Quiz - Integration tests at the seams

A createInvoice action defaults its DB handle: createInvoice(input, { db = defaultDb } = {}). Inside a withRollback test, a teammate writes the action’s query against the imported singleton db instead of the passed-in tx. The test’s own assertion reads back through tx. What actually happens?

The write commits for real outside the transaction, the rollback can’t touch it, and the test still passes — because its tx read can’t see the committed row. A real row leaks into later tests.

The test fails immediately, because writing on db while a transaction is open on tx deadlocks the pool.

The rollback still catches it — withRollback wraps the whole connection, so any write during the test body is undone regardless of which handle made it.

The rollback only undoes what ran on tx. A write on the singleton db commits, and the test’s tx-scoped assertion is blind to it, so the test goes green while a phantom row leaks forward. This is exactly the silent-commit bug the DbOrTx type and the no-restricted-imports lint rule exist to make loud.

A Stripe webhook test signs a captured event with generateTestHeaderString, then re-JSON.stringifys the event object a second time to build the request body it POSTs to the handler. Every test 400s. What’s the cause?

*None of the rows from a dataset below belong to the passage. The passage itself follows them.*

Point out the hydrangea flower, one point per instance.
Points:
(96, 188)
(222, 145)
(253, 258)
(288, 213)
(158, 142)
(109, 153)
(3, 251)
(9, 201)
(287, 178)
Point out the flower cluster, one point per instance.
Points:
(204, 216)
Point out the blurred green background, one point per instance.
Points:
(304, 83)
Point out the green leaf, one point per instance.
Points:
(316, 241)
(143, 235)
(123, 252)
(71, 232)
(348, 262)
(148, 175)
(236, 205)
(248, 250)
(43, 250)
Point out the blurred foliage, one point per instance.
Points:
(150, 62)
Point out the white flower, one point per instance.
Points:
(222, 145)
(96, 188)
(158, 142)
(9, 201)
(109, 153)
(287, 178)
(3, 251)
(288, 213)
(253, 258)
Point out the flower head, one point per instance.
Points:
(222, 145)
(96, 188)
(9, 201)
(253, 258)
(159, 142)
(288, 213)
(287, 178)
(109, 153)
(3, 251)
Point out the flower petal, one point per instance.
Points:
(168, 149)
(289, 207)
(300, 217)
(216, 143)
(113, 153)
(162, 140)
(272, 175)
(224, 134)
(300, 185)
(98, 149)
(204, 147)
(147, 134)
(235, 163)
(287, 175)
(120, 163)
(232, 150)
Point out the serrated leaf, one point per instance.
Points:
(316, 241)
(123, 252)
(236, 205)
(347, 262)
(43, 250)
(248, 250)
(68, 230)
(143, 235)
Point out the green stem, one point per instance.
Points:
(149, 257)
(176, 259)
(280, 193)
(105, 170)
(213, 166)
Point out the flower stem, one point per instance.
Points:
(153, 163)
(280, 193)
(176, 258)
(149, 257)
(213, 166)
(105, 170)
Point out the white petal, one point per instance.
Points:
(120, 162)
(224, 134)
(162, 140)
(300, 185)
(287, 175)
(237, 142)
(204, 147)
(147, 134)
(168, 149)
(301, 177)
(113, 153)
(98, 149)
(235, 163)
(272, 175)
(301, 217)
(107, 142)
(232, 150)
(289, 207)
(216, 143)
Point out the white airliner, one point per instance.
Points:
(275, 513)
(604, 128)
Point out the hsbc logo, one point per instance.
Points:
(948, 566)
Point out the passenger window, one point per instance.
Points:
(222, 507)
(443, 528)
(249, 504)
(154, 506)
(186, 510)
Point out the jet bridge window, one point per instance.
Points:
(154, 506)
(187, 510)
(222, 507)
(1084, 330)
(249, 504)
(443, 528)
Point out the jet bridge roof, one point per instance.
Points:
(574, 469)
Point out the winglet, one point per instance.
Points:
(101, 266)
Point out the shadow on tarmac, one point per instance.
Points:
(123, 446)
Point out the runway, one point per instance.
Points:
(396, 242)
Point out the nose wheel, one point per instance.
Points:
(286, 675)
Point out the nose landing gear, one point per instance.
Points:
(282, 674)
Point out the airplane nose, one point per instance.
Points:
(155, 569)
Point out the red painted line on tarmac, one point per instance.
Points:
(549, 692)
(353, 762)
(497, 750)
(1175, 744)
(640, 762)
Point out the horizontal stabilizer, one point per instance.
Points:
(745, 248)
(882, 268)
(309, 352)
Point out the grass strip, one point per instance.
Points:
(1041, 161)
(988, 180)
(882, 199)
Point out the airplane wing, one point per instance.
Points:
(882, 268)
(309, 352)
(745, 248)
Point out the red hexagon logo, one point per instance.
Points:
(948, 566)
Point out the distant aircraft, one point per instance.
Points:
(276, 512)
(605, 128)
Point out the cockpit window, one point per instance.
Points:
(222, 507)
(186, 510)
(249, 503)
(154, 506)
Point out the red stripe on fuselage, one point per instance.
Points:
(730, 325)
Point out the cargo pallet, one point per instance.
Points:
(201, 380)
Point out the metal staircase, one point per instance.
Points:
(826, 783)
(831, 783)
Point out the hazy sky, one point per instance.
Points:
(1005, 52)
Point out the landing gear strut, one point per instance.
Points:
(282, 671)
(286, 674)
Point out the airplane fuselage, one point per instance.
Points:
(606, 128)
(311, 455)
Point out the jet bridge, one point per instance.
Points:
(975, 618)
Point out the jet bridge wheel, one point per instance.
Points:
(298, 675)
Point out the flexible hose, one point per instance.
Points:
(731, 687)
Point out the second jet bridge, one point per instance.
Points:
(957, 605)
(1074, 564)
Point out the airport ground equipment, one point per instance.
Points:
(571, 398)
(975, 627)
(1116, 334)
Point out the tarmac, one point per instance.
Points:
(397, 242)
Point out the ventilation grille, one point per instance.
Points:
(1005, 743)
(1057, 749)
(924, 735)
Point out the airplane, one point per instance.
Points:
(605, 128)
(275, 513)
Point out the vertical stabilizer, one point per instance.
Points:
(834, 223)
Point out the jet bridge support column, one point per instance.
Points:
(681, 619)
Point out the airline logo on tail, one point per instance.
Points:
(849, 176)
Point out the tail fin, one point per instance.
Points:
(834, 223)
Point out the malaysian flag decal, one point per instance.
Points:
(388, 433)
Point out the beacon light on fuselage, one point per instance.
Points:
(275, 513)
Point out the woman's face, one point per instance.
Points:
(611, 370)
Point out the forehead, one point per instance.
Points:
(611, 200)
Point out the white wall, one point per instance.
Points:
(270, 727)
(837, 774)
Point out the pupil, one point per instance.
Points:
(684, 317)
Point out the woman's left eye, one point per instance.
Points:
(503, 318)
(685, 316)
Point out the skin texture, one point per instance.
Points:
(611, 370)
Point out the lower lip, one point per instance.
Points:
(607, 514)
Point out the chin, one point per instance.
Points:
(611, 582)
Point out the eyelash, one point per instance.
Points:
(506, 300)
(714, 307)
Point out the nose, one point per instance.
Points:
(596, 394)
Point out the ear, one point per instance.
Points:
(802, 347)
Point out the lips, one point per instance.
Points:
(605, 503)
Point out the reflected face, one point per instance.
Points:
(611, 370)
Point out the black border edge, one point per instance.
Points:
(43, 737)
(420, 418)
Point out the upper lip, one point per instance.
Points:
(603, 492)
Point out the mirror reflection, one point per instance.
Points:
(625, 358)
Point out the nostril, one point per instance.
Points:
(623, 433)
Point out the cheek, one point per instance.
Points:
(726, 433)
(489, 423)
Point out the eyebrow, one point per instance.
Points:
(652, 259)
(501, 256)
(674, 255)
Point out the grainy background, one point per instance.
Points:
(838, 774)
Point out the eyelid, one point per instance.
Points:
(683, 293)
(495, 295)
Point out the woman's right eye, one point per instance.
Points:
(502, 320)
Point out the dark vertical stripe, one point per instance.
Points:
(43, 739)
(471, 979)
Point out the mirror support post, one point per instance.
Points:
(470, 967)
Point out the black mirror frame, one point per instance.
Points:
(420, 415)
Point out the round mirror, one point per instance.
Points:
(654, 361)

The signature covers the exact bytes that were signed; a second JSON.stringify can produce a different byte string (key order, spacing), so the handler’s constructEvent verifies against bytes that don’t match the signature.

generateTestHeaderString must be called after the request is built, not before, or the timestamp is stale.

You can’t sign a captured event — only events freshly created by stripe.events.create carry a verifiable signature.

A subscription test does vi.mock('stripe') and asserts checkout.sessions.create was called with the right line_items. It’s green. Which production failure can this test never catch?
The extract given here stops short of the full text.